The Royal Collection Trust has launched Buckingham Palace Sloe Gin, the latest addition to the crown’s growing spirits collection. Over the past year, the British royal family along with its various members and estates have released a number of new spirits.
Buckingham Palace Sloe Gin is made from handpicked (probably not by an actual royal family member) whole sloe berries that are steeped in the Royal Collection Trust’s classic Buckingham Palace gin.
Producing a light ruby color, the plums, cranberries, cloves and kirsch create a clean and medium aroma with an intensity on the nose. The palate is medium sweet with flavor characteristics of plums, marzipan and bitterness from the citrus fruits, followed by the juniper and ginger spices.
If you’re looking to make a cocktail, the brand recommends trying a Sloe Royale, which features a 25ml measure of Buckingham Palace Sloe gin poured into a fluted glass, topped up with champagne or sparkling wine, and garnished with fresh berries or orange peel.
Bottled at 26% ABV, the sloe gin is priced at £30.00 per 500ml bottle and only available in the United Kingdom. It can be purchased online via the Royal Collection’s shop.

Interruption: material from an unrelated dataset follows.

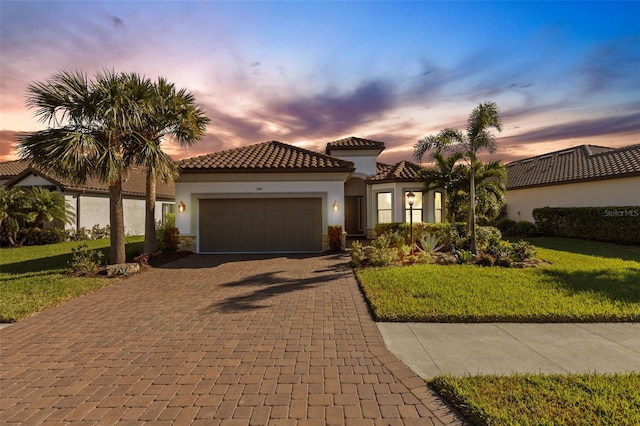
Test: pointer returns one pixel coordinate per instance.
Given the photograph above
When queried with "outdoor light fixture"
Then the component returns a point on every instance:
(411, 197)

Last July, The Royal Collection Trust launched its official Buckingham Palace Gin. Made from ingredients handpicked from the garden of the Queen’s London residence, the premium small-batch London dry gin was made available in the charity’s shops as well as there official web store. It is also the only gin served at official events at the palace.
In February of this year, Queen Elizabeth II’s official Northern Ireland residence teamed up with Rademon Estate to release Hillsborough Castle and Gardens Shortcross Gin. It is made using “hand-picked” rose petals from the castle’s Granville Rose Garden.
In November, the Queen released Sandringham Celebration Gin, made with botanicals grown on her private estate. Distilled on the estate in north Norfolk by Whatahoot, the gin features Sharon fruit, a woody tree related to ebony, also known as the Chinese Persimmon, and foliage from myrtle plants.